Risk-Adjusted Performance

0 of 100

 
Weak
 
Strong
Very Weak
Over the last 90 days Newmont Corp has generated negative risk-adjusted returns adding no value to investors with long positions. In spite of latest uncertain performance, the Stock's basic indicators remain stable and the newest uproar on Wall Street may also be a sign of mid-term gains for the firm private investors.
Edinburgh Investment 

Risk-Adjusted Performance

6 of 100

 
Weak
 
Strong
Modest
Compared to the overall equity markets, risk-adjusted returns on investments in Edinburgh Investment Trust are ranked lower than 6 (%) of all global equities and portfolios over the last 90 days. In spite of comparatively stable basic indicators, Edinburgh Investment is not utilizing all of its potentials. The newest stock price uproar, may contribute to short-horizon losses for the private investors.

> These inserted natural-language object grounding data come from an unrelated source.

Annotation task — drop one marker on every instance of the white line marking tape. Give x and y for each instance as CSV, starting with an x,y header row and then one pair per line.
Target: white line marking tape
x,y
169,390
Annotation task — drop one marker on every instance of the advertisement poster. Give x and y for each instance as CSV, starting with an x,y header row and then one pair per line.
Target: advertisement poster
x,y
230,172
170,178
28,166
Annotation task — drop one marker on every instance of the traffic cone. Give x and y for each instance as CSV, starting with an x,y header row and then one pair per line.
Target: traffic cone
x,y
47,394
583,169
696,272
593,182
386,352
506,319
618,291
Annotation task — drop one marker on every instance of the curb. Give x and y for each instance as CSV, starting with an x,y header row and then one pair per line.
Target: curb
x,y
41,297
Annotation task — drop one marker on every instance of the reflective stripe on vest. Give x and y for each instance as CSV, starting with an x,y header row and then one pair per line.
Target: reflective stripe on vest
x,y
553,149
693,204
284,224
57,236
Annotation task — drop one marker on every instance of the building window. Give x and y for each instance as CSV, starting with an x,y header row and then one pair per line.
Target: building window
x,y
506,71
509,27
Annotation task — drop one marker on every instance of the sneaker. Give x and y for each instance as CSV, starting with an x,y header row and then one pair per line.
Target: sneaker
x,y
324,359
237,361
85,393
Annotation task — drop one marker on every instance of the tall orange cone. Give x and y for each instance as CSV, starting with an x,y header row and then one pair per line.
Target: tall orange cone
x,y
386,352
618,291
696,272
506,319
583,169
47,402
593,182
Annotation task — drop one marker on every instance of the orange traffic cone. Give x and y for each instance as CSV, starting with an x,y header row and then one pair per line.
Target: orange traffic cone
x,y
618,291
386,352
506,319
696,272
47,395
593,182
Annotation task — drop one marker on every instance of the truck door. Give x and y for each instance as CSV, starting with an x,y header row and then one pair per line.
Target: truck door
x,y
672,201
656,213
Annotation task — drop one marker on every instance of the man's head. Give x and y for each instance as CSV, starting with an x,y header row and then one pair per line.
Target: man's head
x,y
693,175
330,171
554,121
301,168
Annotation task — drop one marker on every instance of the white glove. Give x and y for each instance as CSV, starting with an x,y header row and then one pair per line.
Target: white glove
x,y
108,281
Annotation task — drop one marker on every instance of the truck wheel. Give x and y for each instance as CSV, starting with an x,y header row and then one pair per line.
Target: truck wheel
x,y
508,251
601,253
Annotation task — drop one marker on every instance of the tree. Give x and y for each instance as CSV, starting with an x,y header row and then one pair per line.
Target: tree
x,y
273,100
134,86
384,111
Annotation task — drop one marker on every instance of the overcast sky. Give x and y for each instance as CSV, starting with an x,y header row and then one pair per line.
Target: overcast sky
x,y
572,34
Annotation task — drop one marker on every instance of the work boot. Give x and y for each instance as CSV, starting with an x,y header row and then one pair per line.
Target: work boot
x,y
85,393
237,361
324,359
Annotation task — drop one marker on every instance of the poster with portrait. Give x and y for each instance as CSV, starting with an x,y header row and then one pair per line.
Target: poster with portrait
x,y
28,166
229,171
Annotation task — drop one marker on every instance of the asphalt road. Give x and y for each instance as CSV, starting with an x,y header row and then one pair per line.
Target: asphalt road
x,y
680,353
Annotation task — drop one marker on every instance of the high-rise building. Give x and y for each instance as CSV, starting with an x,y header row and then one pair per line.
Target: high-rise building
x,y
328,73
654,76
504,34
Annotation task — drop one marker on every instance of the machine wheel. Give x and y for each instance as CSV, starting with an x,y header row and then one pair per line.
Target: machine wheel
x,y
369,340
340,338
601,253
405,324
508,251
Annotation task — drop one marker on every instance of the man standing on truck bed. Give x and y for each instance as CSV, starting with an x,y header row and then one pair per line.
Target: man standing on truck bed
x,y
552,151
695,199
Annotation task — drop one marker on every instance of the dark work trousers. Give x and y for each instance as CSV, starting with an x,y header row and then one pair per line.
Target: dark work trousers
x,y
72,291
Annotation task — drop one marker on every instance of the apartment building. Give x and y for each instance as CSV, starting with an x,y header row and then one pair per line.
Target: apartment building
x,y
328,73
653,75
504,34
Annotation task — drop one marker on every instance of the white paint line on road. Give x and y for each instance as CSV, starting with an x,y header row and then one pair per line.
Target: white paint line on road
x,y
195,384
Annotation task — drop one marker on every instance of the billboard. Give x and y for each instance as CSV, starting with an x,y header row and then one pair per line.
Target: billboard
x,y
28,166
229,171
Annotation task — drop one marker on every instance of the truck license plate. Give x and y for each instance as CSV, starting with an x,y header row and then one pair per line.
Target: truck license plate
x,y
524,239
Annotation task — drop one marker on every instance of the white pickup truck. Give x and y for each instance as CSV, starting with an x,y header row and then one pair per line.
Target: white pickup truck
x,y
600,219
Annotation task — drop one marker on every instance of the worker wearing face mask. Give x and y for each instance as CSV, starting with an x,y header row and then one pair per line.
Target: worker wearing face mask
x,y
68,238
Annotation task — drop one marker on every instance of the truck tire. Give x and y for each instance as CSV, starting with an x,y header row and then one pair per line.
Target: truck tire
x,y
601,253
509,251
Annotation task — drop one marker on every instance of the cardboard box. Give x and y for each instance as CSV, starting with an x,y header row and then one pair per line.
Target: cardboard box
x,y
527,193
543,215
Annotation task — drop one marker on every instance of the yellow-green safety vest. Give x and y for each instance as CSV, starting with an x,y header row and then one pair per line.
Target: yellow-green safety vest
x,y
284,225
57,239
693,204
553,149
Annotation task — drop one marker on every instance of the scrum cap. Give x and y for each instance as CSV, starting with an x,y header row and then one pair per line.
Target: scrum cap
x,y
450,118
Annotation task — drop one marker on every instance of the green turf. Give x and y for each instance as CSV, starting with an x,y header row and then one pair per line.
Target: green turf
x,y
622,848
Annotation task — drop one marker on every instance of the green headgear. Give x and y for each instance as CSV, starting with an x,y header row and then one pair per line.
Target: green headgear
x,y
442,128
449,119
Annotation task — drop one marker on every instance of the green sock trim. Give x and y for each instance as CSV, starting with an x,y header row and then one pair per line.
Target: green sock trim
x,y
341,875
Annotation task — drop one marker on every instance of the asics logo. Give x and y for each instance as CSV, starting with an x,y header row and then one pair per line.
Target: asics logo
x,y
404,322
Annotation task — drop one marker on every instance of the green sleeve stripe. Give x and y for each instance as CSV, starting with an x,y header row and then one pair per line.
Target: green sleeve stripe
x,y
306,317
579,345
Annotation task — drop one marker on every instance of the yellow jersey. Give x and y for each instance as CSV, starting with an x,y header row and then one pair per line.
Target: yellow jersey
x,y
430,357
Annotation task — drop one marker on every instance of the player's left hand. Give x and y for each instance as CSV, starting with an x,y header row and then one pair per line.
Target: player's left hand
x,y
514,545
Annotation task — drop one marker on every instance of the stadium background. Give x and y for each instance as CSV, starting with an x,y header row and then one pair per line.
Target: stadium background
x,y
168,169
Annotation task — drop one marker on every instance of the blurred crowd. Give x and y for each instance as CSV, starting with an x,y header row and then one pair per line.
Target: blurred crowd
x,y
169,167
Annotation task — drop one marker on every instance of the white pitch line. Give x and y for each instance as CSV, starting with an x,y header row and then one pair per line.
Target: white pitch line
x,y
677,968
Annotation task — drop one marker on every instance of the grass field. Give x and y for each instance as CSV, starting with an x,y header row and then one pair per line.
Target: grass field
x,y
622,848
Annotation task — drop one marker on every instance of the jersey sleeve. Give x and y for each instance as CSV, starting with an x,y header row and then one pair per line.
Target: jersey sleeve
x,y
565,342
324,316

Newmont Corp and Edinburgh Investment Volatility Contrast

   Predicted Return Density   
       Returns  

Pair Trading with Newmont Corp and Edinburgh Investment

The main advantage of trading using opposite Newmont Corp and Edinburgh Investment positions is that it hedges away some unsystematic risk. Because of two separate transactions, even if Newmont Corp position performs unexpectedly, Edinburgh Investment can make up some of the losses. Pair trading also minimizes risk from directional movements in the market. For example, if an entire industry or sector drops because of unexpected headlines, the short position in Edinburgh Investment will offset losses from the drop in Edinburgh Investment's long position.
The idea behind Newmont Corp and Edinburgh Investment Trust pairs trading is to make the combined position market-neutral, meaning the overall market's direction will not affect its win or loss (or potential downside or upside). This can be achieved by designing a pairs trade with two highly correlated stocks or equities that operate in a similar space or sector, making it possible to obtain profits through simple and relatively low-risk investment.
Check out your portfolio center.
Note that this page's information should be used as a complementary analysis to find the right mix of equity instruments to add to your existing portfolios or create a brand new portfolio. You can also try the Technical Analysis module to check basic technical indicators and analysis based on most latest market data.